Indeed, over the past three decades, both national justice reform analysts and local and international human rights activists – including rapporteurs from the United Nations and the Organization of American States – have repeatedly impressed upon individual governments the urgency of reform.

In its 2023 report on human rights in Jamaica, the U.S. State Department described conditions in the island's prisons and detention centers as “harsh and life-threatening due to gross overcrowding, physical abuse, restricted nutrition, poor sanitation, inadequate medical care, and poor administration.”

Some of those conditions worsened after an earthquake last October weakened structures on Tower Street and St.
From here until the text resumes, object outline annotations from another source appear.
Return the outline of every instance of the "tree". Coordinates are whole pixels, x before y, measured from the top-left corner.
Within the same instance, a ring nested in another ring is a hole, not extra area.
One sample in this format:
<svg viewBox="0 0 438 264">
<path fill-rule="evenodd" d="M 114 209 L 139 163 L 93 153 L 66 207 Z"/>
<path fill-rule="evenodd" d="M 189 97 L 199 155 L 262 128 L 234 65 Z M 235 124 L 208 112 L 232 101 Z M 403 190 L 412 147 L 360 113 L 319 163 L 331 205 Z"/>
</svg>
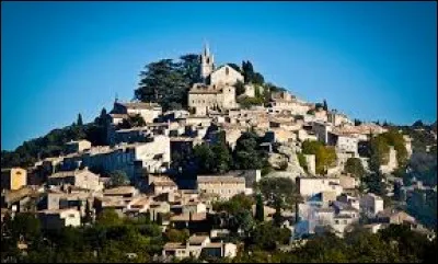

Catherine, prompting government engineers to warn that damaged parts of some cell blocks posed an “imminent danger to inmates and staff.”

In 2015, the British government under David Cameron offered to provide most of the money to build a modern prison in Jamaica. The condition was that Jamaicans serving the last part of their sentence at home. Britain would pay for their upkeep in Jamaica.

Mr Holness, then in opposition, scoffed at the idea, describing it as an example of Britain offering prisons instead of schools. When he came to office months later, Mr Holness's government effectively buried the plan.

In 2020, when the issue was again on the agenda, Dr. Chang explained the government's intention to finance a prison from its own resources.

However, the government could not find the financial space to do so. The proposed BOOT program seemed to be a possible solution – until Holness's comment last week.

One of the standards of decency and humanity in a society is how it treats its members who violate its customs and laws. Even when punishing, the better ones show compassion and try to rehabilitate them. Jamaica's prisons, by contrast, fare poorly.